Been doin' some figurin' It turns out that with 03-04 injectors, 143 deg spray pattern you actually spray outside the bowl at about 12 deg or so before TDC. I am sure Smarty and all the others advance the timing more than this even with the mild timing settings. This kinda dispells the hypothesis that timing advance is melting these things, because if that was true we all would have melted pistons.

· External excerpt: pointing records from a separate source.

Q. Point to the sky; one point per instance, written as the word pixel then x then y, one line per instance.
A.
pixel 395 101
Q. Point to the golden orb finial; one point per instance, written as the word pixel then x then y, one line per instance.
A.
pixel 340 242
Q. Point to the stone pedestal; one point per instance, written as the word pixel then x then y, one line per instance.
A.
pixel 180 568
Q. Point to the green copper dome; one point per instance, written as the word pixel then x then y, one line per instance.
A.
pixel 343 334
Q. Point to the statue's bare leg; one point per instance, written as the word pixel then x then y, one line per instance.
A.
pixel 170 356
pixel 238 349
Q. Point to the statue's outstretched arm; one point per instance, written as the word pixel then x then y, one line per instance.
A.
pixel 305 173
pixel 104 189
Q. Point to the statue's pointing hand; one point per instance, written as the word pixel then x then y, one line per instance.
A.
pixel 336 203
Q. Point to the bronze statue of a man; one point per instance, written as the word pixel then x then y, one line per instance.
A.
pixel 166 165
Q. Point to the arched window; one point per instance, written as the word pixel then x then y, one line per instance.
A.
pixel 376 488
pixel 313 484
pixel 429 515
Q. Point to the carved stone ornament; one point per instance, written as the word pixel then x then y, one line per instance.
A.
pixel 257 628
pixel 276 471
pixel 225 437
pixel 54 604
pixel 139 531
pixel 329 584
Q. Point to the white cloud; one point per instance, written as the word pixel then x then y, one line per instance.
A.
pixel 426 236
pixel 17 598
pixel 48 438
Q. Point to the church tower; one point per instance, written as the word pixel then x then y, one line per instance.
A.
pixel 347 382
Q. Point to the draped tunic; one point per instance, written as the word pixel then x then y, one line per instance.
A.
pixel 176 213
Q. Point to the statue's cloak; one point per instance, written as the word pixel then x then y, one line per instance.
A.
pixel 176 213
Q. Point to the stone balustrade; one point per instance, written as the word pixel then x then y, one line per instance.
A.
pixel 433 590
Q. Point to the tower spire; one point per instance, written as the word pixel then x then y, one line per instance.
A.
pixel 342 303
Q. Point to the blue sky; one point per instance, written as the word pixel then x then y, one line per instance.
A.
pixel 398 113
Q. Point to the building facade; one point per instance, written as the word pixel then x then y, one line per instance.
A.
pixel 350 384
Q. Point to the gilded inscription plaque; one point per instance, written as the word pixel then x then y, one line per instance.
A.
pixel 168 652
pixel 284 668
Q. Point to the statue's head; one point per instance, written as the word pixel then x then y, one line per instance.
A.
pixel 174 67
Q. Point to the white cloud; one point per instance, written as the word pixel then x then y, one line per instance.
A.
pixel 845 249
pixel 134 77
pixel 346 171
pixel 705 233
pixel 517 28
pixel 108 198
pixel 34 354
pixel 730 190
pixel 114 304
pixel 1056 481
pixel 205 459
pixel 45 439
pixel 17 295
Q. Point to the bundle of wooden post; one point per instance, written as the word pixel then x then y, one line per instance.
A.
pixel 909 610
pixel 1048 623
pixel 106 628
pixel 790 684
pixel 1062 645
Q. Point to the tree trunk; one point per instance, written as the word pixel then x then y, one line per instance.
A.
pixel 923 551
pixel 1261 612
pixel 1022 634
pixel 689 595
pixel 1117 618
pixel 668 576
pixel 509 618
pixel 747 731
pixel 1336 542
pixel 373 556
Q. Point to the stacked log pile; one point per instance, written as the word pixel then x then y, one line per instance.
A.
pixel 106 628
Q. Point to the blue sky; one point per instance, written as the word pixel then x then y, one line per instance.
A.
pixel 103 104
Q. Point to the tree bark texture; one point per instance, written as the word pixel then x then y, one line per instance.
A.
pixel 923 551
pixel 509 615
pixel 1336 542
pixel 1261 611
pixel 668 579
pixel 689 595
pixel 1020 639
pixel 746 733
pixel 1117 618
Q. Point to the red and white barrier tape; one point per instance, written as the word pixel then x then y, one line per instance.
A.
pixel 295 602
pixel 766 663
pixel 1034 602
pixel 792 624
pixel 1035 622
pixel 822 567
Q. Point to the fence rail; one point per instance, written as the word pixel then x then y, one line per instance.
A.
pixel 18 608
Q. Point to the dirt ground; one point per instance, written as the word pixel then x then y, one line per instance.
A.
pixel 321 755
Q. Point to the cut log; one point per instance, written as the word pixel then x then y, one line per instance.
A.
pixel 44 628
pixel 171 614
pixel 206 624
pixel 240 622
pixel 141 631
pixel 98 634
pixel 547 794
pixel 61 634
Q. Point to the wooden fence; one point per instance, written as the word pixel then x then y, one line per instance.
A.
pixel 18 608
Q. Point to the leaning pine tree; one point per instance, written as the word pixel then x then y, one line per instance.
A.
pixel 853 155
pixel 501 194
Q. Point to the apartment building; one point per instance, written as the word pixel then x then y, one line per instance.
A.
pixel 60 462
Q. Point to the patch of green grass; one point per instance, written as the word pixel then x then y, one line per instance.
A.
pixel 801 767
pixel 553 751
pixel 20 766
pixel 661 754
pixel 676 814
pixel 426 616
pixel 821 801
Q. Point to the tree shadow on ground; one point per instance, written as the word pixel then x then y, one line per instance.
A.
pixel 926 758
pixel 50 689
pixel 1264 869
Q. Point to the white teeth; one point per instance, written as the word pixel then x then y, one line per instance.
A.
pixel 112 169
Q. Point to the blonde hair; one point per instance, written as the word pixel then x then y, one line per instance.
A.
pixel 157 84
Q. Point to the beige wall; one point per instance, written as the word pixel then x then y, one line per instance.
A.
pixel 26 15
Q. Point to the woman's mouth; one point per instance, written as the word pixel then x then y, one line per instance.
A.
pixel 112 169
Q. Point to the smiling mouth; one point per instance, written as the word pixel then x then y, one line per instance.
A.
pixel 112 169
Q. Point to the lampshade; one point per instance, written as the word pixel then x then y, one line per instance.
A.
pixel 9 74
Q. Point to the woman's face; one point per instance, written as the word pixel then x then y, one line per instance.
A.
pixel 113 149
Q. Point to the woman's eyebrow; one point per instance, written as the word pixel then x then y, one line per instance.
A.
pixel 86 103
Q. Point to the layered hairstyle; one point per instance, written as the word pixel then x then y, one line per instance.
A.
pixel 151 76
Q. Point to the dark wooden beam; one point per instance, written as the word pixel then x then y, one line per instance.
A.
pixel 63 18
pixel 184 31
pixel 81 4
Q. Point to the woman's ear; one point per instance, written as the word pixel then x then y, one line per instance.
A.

Found something else out, 1 deg equals about .026 in., so worrying about pulling the injector up too much with thicker gaskets and spraying out of the bowl is unfounded. With .052 thicker gasket you only artificially advance the timing be 2 deg. Well, back to the calculator. Jay

Even though the 555 motor's bowl design helps them reliably withstand additional fuel timing compared to 600 series, the main problem - thermally speaking - is the aluminum alloy's increased heat soaking during a longer, larger combustion event(s).
Add RPM to the equation (powerband usually goes up with HP), and the pistons' effective cooling window is shortened - which further promotes excessive crown temps.

Also, thicker head gaskets or injector washers don't advance timing - but they can force timing retard, since placing the injector tip further away from the bowl allows fuel to impinge the crown/ cylinder wall at lower total timing.

To accurately model the effect of injector position on the combustion event, you have to consider the relative location of the tip & bowl at SOI.

We build to drop the injector down the bore - allows more fuel timing before bowl containment is compromised. :Cheer:
 
OK, thanks guys. But, the calculation of the injector spray angle is right, correct? Has anyone looked at how early you can start spraying without being outside of the bowl on the 03 and late model CR's? I know the timing is dynamic but I am just referring to the max limit.
 
Just found the formula for piston travel vs. crank rotation. gonna see what that comes up with.